Combination Prior Art with Open-Source Standards

  1. Combination with OMOP Common Data Model: The dosing algorithm described in Derivative 2.1 (Genotype-Guided Dosing) is implemented within a Real-World Evidence (RWE) study. Patient data from electronic health records (EHRs) are ETL'd into the Observational Medical Outcomes Partnership (OMOP) Common Data Model. A cohort of patients on enzalutamide and strong CYP3A4 inducers is identified. The outcomes (PSA response, adverse events) for patients dosed according to a genotype-guided algorithm versus a standard fixed-dose adjustment are compared, demonstrating the clinical utility of the disclosed method within a standardized, open-source data framework for observational research.

  2. Combination with FHIR (Fast Healthcare Interoperability Resources): The AI-driven dosing platform from Derivative 4.1 is integrated into a clinician's EHR workflow using FHIR APIs.
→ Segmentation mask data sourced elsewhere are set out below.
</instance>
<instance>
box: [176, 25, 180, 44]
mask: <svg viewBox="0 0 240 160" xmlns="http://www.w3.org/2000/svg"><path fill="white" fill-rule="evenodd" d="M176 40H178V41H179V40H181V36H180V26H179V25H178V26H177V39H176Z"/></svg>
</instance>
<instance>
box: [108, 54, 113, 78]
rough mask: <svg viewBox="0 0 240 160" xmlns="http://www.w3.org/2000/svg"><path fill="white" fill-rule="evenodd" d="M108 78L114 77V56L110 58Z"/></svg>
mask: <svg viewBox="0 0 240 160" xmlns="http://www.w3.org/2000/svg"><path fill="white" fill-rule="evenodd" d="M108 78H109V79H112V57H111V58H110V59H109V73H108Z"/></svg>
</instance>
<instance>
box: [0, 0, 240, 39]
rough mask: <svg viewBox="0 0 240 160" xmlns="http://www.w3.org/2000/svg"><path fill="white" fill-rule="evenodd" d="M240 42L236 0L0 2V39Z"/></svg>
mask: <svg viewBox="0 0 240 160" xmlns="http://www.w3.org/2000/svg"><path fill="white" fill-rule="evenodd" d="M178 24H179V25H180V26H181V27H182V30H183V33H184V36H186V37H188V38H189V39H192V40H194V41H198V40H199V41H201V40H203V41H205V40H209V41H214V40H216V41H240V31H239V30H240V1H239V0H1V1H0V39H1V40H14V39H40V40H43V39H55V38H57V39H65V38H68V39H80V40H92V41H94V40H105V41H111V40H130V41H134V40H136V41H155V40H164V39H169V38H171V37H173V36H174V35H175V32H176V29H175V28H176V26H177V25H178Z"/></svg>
The AI engine is encapsulated as a Clinical Decision Support (CDS) Hook. When a physician prescribes enzalutamide for a patient already on rifampin, the EHR triggers the CDS Hook. The hook service reads relevant patient data (labs, meds) via FHIR resources (e.g., Patient, MedicationRequest, Observation) and returns a "card" to the EHR interface recommending the specific 240 mg dose, along with links to the supporting evidence. This demonstrates the invention's implementation using open, interoperable health data standards.

  3. Combination with CDISC (Clinical Data Interchange Standards Consortium): A clinical trial protocol is designed to validate the TDM approach from Derivative 2.2. The protocol specifies that all pharmacokinetic and clinical outcome data must be collected and structured according to CDISC standards, specifically the Study Data Tabulation Model (SDTM) for raw data and the Analysis Data Model (ADaM) for analysis datasets. This ensures the data are ready for regulatory submission (e.g., to the FDA) and can be easily aggregated with other trial data for meta-analyses, demonstrating the invention's application within the open standards governing clinical research.